Comment 16 eric.savary 2001-07-09 09:20:50 UTC
*** Issue 471 has been marked as a duplicate of this issue. ***
Comment 17 Unknown 2001-11-08 23:11:48 UTC
changing QA contact from bugs@ to issues@
Comment 18 eric.savary 2003-06-27 22:59:24 UTC
set to OOo 2.0
Comment 19 tamblyne 2003-08-12 04:10:18 UTC
*** Issue 18140 has been marked as a duplicate of this issue. ***
Comment 20 tamblyne 2003-08-19 05:09:21 UTC
*** Issue 17923 has been marked as a duplicate of this issue. ***
Comment 21 falko.tesch 2003-09-11 16:24:08 UTC
We will address this problem in 2.0. But since I have no issue yet I re-assign this issue to Bettina to be set to duplicate once the PCD issue is opened.
Comment 22 bettina.haberer 2003-11-11 15:52:39 UTC
Hello Dmitry, this issue is already covered by an internal issue. It will be implemented in OO.o 2.0. Due to technical reason it is not possible to set this issue as duplicate to an other issue-trackingssystem. Please check the implementation in the upcoming version OO.o 2.0. Thank you.

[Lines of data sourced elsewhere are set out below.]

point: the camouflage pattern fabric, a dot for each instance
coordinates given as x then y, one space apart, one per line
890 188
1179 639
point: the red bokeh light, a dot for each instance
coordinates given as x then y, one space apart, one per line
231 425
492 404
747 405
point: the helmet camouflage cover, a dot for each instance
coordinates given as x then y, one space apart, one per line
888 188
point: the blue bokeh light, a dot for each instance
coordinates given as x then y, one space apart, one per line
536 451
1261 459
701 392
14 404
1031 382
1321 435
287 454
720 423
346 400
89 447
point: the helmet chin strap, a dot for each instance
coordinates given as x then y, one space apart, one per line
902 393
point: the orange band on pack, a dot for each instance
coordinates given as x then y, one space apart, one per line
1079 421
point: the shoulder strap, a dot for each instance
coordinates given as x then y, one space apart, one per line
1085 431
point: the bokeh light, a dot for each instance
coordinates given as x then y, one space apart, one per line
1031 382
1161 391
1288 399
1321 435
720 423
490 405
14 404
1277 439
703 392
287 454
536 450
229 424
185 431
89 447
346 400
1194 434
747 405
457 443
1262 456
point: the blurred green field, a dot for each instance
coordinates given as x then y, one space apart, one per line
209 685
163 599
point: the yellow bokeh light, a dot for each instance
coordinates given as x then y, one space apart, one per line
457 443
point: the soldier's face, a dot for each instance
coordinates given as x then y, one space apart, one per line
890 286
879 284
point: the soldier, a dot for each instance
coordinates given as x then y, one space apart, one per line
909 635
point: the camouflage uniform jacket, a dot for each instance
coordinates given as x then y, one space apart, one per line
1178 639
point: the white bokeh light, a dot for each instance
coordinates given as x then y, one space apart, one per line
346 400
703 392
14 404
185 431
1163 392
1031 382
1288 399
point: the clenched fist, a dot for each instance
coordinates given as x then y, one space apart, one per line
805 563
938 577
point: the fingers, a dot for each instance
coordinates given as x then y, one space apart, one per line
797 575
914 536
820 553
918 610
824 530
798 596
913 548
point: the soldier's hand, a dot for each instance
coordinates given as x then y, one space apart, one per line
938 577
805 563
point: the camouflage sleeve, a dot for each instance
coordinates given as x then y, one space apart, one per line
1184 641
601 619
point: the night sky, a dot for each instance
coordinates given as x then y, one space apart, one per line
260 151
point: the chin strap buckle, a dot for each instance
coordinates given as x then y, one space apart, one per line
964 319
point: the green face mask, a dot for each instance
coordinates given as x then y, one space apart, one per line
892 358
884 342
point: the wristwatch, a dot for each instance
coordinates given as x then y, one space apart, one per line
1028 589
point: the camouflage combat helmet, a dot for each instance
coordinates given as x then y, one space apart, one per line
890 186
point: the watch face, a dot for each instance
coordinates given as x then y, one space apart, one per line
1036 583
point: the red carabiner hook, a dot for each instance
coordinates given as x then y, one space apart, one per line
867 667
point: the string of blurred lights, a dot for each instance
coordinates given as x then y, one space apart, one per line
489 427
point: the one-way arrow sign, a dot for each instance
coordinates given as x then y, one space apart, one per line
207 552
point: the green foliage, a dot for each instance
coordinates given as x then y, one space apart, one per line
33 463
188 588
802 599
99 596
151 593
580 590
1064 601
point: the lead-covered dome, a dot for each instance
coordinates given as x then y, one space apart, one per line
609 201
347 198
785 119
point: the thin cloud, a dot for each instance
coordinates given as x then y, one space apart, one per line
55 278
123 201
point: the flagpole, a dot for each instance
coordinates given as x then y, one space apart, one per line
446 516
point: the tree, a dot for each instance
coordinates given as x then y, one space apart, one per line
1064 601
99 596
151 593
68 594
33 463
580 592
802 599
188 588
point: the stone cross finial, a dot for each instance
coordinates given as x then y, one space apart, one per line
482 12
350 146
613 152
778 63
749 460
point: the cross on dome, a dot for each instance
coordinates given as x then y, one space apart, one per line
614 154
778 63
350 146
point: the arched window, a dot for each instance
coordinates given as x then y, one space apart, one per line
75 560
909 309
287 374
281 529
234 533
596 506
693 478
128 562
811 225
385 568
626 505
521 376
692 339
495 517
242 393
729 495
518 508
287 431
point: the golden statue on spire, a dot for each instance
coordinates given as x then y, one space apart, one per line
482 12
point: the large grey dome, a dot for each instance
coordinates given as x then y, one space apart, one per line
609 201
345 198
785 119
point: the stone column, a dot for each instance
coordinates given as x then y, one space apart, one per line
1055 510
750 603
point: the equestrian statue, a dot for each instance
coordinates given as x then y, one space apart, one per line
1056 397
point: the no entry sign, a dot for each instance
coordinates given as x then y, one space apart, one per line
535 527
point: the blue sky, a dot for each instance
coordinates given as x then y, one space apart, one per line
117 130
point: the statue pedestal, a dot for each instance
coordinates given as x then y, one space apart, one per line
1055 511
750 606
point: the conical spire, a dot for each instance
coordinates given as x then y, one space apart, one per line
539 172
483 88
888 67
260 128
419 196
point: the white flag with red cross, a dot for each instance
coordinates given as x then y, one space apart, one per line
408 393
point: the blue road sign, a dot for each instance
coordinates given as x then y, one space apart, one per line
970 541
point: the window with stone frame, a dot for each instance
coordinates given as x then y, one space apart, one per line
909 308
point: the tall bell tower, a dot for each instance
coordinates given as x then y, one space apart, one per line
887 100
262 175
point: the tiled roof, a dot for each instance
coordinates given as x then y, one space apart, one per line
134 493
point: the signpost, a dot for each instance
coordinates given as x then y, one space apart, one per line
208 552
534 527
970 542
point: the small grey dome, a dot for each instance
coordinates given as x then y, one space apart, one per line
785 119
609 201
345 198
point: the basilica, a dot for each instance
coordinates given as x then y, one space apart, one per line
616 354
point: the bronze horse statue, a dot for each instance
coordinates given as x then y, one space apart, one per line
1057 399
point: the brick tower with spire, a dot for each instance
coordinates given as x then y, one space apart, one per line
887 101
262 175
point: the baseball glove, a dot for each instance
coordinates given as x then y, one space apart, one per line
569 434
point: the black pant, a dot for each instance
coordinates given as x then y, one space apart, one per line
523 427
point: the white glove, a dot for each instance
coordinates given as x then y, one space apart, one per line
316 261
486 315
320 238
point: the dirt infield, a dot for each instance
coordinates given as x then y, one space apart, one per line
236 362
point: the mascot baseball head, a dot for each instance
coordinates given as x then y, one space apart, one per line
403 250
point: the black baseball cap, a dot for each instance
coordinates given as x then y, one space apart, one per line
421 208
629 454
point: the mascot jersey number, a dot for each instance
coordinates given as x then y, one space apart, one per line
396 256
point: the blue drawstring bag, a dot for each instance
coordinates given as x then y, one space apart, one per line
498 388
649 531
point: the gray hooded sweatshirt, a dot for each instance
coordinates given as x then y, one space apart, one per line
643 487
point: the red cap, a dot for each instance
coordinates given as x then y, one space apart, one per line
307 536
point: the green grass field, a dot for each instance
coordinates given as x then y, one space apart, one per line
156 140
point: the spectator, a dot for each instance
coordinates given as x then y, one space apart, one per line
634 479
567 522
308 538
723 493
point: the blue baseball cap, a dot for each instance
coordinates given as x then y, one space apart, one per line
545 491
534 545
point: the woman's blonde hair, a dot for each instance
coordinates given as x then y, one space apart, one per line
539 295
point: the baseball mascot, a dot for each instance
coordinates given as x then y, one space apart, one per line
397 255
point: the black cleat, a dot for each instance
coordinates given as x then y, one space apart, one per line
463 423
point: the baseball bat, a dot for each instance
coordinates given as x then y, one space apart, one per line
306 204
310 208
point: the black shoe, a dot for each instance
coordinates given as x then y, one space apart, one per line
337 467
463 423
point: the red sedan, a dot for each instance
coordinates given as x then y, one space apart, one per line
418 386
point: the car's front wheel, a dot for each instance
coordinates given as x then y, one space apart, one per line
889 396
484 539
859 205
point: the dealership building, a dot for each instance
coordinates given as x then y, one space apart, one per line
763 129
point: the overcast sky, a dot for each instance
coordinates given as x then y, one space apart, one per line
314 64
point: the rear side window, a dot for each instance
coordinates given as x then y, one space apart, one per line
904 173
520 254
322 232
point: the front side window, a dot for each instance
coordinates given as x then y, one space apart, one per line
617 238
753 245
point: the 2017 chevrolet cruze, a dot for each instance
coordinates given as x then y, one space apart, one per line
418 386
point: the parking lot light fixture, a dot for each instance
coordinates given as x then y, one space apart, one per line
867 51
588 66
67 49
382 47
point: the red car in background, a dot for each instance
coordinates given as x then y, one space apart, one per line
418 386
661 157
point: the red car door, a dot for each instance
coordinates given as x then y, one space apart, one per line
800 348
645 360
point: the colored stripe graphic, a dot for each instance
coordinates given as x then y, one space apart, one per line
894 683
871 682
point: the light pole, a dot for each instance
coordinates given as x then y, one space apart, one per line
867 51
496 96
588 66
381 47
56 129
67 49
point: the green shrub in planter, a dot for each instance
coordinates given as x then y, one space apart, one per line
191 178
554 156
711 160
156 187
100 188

Comment 23 stx123 2004-03-22 08:54:36 UTC
Reassign issue to owner of selected subcomponent
Comment 24 michael.ruess 2004-03-22 12:16:43 UTC
re-assigned to ES.
Comment 25 eric.savary 2004-04-15 16:58:09 UTC
ES->BH: I couldn't find any duplicate of this nor in Bt+ neithzer in iBIS. Please find out which task is duplicate ofthis one and make a child of it. Thanx
Comment 26 Martin Hollmichel 2004-08-09 14:02:40 UTC
according to http://www.openoffice.org/servlets/ReadMsg?list=releases&msgNo=7690 this issue will be set to OOoLater
Comment 27 eric.savary 2006-03-02 10:38:51 UTC
*** Issue 62704 has been marked as a duplicate of this issue. ***
Comment 28 bettina.haberer 2010-05-21 14:46:47 UTC
To grep the issues easier via "requirements" I put the issues currently lying on my owner to the owner "requirements".